We live in the world, but we’re not supposed to be OF the world.
Whatever does that mean?
When I was checking out my local Reddit forum to see if I could find any “insider” scoops on the latest approaching storm, I noticed a thread about a small anti-abortion protest. The protest has been ongoing for years outside a regional hospital where the abortions take place, but it’s mostly a silent protest, made up mostly of Christians.
The video accompanying the thread showed a nun and others being verbally harassed by passers-by. The nearly 200 comments on the thread were pro-abortion.
Two thoughts came to mind as I watched as much of the clip as I could: “Forgive them, Father, for they know not what they do”, and “my town is turning into Sodom”.
Sodom was not Sodom because the men had a sexual preference for men over women; that was just one of many manifestations of the deep sin on the souls of Sodom residents. The “sin of Sodom” extended to all aspects of life and devoured nearly everyone living there. Sodomites were so deeply entrenched in sin, it became their default position and they couldn’t see or think or feel beyond it. And they got there on their own volition.
I believe my town has reached the point where the default position of nearly half the people is the same as that of the ancient Sodomites. That’s not to say that all people living here are like the ancient Sodomites, but I would guess nearly half of them are. This is a sad revelation for me.
“Forgive them, Father, for they know not what they do.”
If there are ten people living in a place, and all ten people are honest, hard-working, and have integrity, that is a wonderful place to live. You don’t have to lock your doors at night or worry about people stealing your lawn furniture. Everyone is courteous and considerate of the others. It’s about as close as you can get to Heaven without actually being there.
If one of the ten people dies and someone moves into the place who is not honest and is not hard-working and has no integrity, the place changes in a negative way. The other nine people might not actually do it, but they consider locking their doors at night and taking their lawn furniture inside when they’re not using it (just to keep temptation from the path of the other person). They decide instead to take a “wait and see” approach and give the outsider the benefit of the doubt. There are no break-ins and nothing is stolen, but the nine original residents are uneasy and watchful, which they had not been before.
If another two of the original ten residents dies and two more people move in who are like in character to the outsider, there are now only seven people who are honest, hard-working and have integrity. The other three are becoming bolder and bolder about their dishonestly, laziness, and deviousness. Break-ins and thefts begin to occur, first among the three outsiders themselves and then among the remaining original seven. Mistrust begins to grow between the two groups. The sense of community has broken down and they no longer see themselves as one community but two distinct communities.
If two more of the original residents die and two other people move in who are even more dishonest, lazy and devious than the other three already there, the previously wonderful community has reached a crisis point. Theft and property damage are rampant. In fact, they’ve become the new norm. None of the residents would dream about leaving their doors unlocked at night let alone leaving their lawn furniture unattended even during the day. The social cohesion is nearly non-existent between the two groups. The original residents are in a state of quiet despair, not knowing what to do to bring back their idyllic original community, while the newcomers, who never did assimilate or adopt the original residents’ values, consider the thefts and lack of courtesy a normal fact of everyday life and have no intention of changing their ways.

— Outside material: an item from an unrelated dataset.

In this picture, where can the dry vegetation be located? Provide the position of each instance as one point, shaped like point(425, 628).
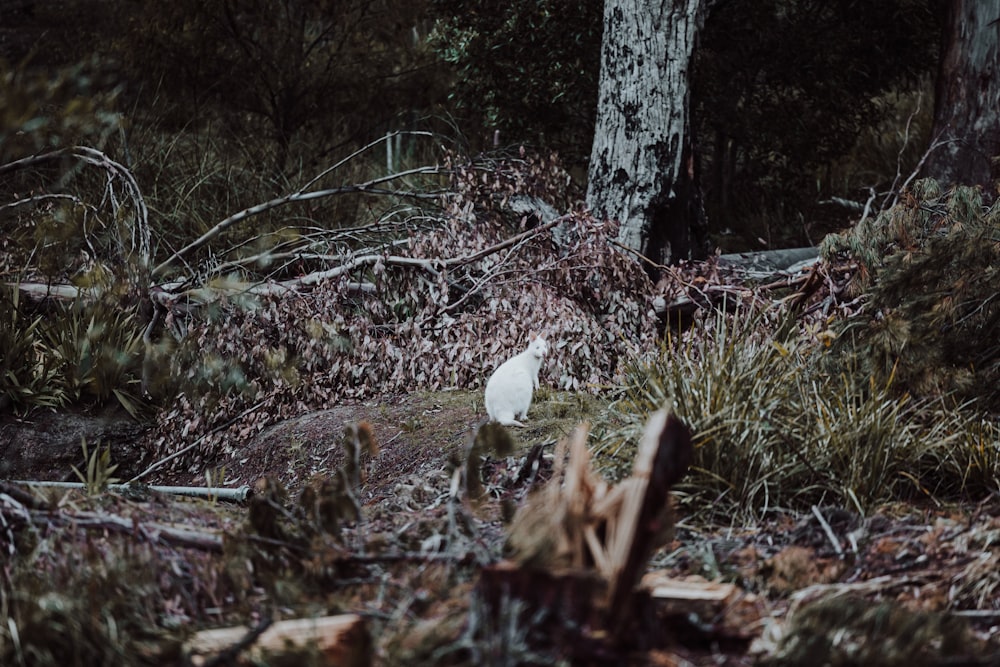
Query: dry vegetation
point(845, 439)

Sodom is a state of mind. When more than half of the people around you choose death rather than life, sin rather than virtue, you are dwelling in the realm of Sodom. The people jeering at the polite stoic nun on the streets of my town dwell in Sodom.
But I, too, as an unbelieving atheist, dwelt in Sodom.
Now I live in God’s Kingdom.
I might be wrong, but I don’t see a revival or a return to general Christian values in society in the future. I only foresee triple-locked doors (backed up by electronic security systems) and more stolen lawn furniture. I don’t believe that this trajectory can be stopped. There will be a few people who leave Sodom, like I did and like Lot and his family did, but the rest will choose to stay, even when warned what their ultimate fate will be.
And warn them we must, even if we’re argued with, jeered at, and spat on.
The world is falling deeper and deeper into sin, individually and therefore collectively. Sodom was not the sin of one but the sin of many, until the point came when the place was no longer sustainable for human life. The hostile aggression and vile curses hurled at the protesters outside the abortion hospital in my town are evidence that Sodom is all around us, surrounding us, and nearly overwhelming us.
We know that Jesus will come back when global Sodom has reached the breaking point. But he won’t be staying, any more than the angels stayed in Sodom beyond one night. They came for the sole purpose of rescuing Lot and his family before Sodom was destroyed, just as Jesus will come for the sole purpose of rescuing the few remaining believers still on Earth before the final conflagration.
We live in the world, but we should not be OF the world.
“Weep not for me, women of Jerusalem; weep for yourselves, for if they do these things when the wood is green, what will they do when the wood is dry?”
They will kill babies in the womb and call it a woman’s reproductive right.
“Forgive them, Father, for they know not what they do.”